PyTorch implementation of MixPHM: Redundancy-Aware Parameter-Efficient Tuning for Low-Resource Visual Question Answering (CVPR 2023).
This repository is based on VL-T5, the implementation on X-VLM can be found here.
We adopt PyTorch 1.10.0 and transformers 4.15.0. See requirements.txt for other requirements.
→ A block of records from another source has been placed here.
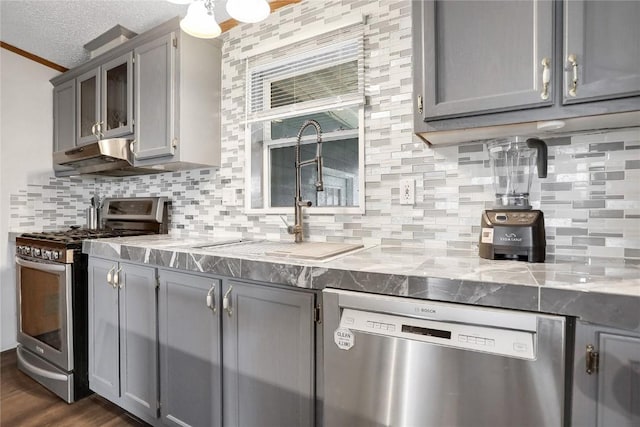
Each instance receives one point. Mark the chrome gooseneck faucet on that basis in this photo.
(298, 202)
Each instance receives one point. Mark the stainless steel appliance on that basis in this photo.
(512, 230)
(51, 273)
(392, 361)
(109, 157)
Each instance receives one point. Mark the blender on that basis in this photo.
(512, 230)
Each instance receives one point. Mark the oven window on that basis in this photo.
(130, 207)
(41, 306)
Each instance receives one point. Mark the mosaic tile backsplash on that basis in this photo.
(590, 199)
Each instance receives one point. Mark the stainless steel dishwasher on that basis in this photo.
(392, 361)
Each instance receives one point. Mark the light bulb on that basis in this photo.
(199, 22)
(249, 11)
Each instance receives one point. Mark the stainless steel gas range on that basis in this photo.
(51, 273)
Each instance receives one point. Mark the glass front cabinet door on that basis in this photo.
(105, 101)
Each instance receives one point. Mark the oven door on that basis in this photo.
(44, 301)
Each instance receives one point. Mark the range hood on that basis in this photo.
(110, 157)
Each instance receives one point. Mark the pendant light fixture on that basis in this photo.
(200, 20)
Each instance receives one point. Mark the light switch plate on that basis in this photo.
(407, 192)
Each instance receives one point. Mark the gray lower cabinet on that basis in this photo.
(190, 349)
(231, 353)
(268, 356)
(608, 395)
(123, 349)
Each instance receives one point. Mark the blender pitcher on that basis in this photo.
(512, 162)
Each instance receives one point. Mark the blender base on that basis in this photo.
(513, 235)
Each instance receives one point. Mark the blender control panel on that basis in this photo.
(513, 217)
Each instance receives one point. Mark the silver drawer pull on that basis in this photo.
(546, 78)
(573, 63)
(116, 279)
(110, 276)
(226, 302)
(211, 299)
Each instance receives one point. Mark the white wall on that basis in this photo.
(26, 130)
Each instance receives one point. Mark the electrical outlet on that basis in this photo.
(407, 192)
(228, 196)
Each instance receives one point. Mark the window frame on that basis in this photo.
(267, 115)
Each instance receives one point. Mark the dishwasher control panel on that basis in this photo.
(488, 339)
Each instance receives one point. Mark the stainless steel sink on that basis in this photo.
(213, 245)
(305, 251)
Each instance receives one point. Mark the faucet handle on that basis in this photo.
(290, 228)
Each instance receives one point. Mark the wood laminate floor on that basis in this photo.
(25, 403)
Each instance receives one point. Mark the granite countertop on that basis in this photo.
(605, 292)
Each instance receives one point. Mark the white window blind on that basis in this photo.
(316, 75)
pip install -r requirements.txt
Please see data/README.md to prepare datasets.
├── data
│ ├── annotation
│ │ ├── answer_list.json
│ │ ├── gqa
│ │ │ ├── testdev.json
│ │ │ ├── train.json
│ │ │ ├── trainval_ans2label.json
│ │ │ ├── trainval_label2ans.json
│ │ │ └── valid.json
│ │ ├── lxmert_split
│ │ │ ├── minival.json
│ │ │ ├── nominival.json
│ │ │ ├── test.json
│ │ │ ├── train.json
│ │ │ └── val.json
│ │ ├── okvqa
│ │ │ ├── mscoco_train2014_annotations.json
│ │ │ ├── mscoco_val2014_annotations.json
│ │ │ ├── train.json
│ │ │ ├── trainval_ans2label.json
│ │ │ ├── trainval_label2ans.json
│ │ │ └── val.json
│ │ └── vqav2
│ │ ├── trainval_ans2label.json
│ │ ├── trainval_label2ans.json
│ │ ├── v2_mscoco_train2014_annotations.json
│ │ ├── v2_mscoco_val2014_annotations.json
│ │ └── val.json
│ ├── coco_imgfeat
│ │ ├── train_obj36.h5
│ │ └── val_obj36.h5
│ └── vg_imgfeat
│ │ ├── vg_gqa_obj36.h5
│ │ └── gqa_testdev_obj36.h5
- Experiments on OK-VQA dataset.
bash scripts/okvqa_vlt5_mixphm.sh $GPU_IDS $num_GPU
- Experiments on VQA v2 dataset.
bash scripts/vqav2_vlt5_mixphm.sh $GPU_IDS $num_GPU
- Experiments on GQA dataset.
bash scripts/gqa_vlt5_mixphm.sh $GPU_IDS $num_GPU
We acknowledge the use of the following public code in this project: VL-T5, Adapters, compacter, LoRA, AdaMix.